- Texte visé : Texte de la commission sur le projet de loi, après engagement de la procédure accélérée, actualisant la programmation militaire pour les années 2024 à 2030 et portant diverses dispositions intéressant la défense (n°2630)., n° 2695-A0 rectifié
- Stade de lecture : 1ère lecture (1ère assemblée saisie)
- Examiné par : Assemblée nationale (séance publique)

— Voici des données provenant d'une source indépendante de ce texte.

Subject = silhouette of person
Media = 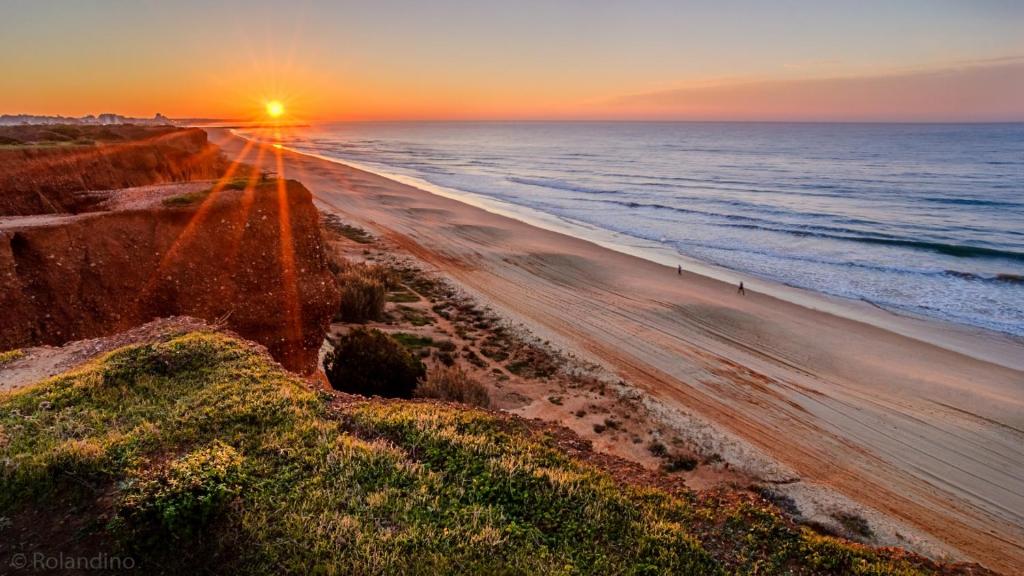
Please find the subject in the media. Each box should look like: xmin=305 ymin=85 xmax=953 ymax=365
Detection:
xmin=677 ymin=264 xmax=682 ymax=275
xmin=737 ymin=281 xmax=745 ymax=295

- Code concerné : Code minier
Le code minier est ainsi modifié :
1° Le premier alinéa de l’article L. 111‑6 est ainsi modifié :
a) Les mots : « liquides ou » sont supprimés ;
b) Est ajoutée une phrase ainsi rédigée :
« Il est également mis fin progressivement à la recherche de tous les hydrocarbures liquides, quelle que soit la technique employée, dans les conditions et selon les modalités fixées par la présente section. » ;
2° Au deuxième alinéa, les mots : « liquides ou » sont supprimés » ;
3° L’article L. 111‑9 est complété par un alinéa ainsi rédigé :
« Par dérogation au présent article, l’autorité administrative peut accorder, lorsque les intérêts fondamentaux de la Nation, la défense nationale ou la sécurité des approvisionnements stratégiques le justifient, des permis exclusifs de recherches ou des autorisations de prospections préalables en vue de la recherche portant sur des hydrocarbures liquides dans des conditions fixées par décret en Conseil d’État. » ;
4° L’article L. 111‑12 est ainsi modifié :
a) À la première phrase du premier alinéa, après le mot : « concessions », sont insérés les mots : « portant sur du charbon ou des hydrocarbures gazeux » ;
b) Il est ajouté un alinéa ainsi rédigé :
« La dérogation prévue à l’alinéa 6 de l’article 111‑9 du présent code peut-être étendue au-delà de 2040. »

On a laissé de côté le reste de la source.